Bu güne kadar yapılan tatbikatlardan anlaşılıyor ki, unutturulmak istenen ve bir hayli de unutturulan ve mazide kalan, Ahlâk ve Mâneviyata dayanan temel değerlerimizdir. Bu yüksek değerler, bin yıldır İslâm’ın bayraktarlığını yapan, birçok hususlarda ve medeniyette Dünya’ya rehberlik eden, çok sayıda dillere destan olan devlet idarecilerini ve Müslüman İlim Öncülerini ve büyük sanatkârları yetiştiren kahraman ecdadımızın mirası olan değerlerdir.

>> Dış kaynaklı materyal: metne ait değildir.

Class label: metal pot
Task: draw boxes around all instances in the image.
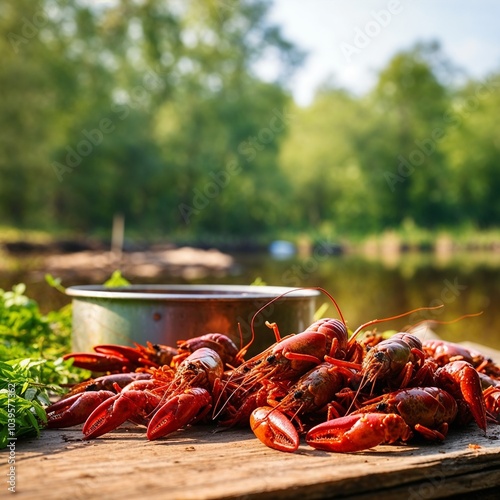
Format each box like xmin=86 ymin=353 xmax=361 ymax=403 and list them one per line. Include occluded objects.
xmin=66 ymin=285 xmax=319 ymax=355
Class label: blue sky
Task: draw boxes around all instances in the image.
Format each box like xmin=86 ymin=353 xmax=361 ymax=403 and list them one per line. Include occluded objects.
xmin=260 ymin=0 xmax=500 ymax=105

Bir asırdan beri yapılan tatbikatlar ise, Dinden ve Ahlâktan tamamen tecrit edilmiş, Materyalist (maddeci) felsefeye dayanan bir eğitim sistemidir. Hadise maalesef çok üzücü ve düşündürücüdür!
ASIL MÜHİM OLAN
Asıl mesele, tahsil müddeti ve metodu, imtihan şekli, yeni okul açmak v.s. gibi hususlar değildir. Dinden, ahlâktan ve mâneviyattan tamamen uzak olan bu eğitim sistemi, bu güne kadar yapılan birçok müdahalelerle ayakta tutulmaya çalışılmıştır. Bu gün gelinen vahim durumların yegâne gayesi, sahip olduğumuz bin yıllık temel değerlerimizden uzaklaştırılmamızdır!
Asıl mühim mesele, bir asra yakın bir zamandan beri, tepeden inme, halka rağmen, dayatmalı olarak tatbik edilen temel eğitim politikasının değişmesi, dolayısıyla öz değerlerimizi büyük bir hassasiyetle korumaktır!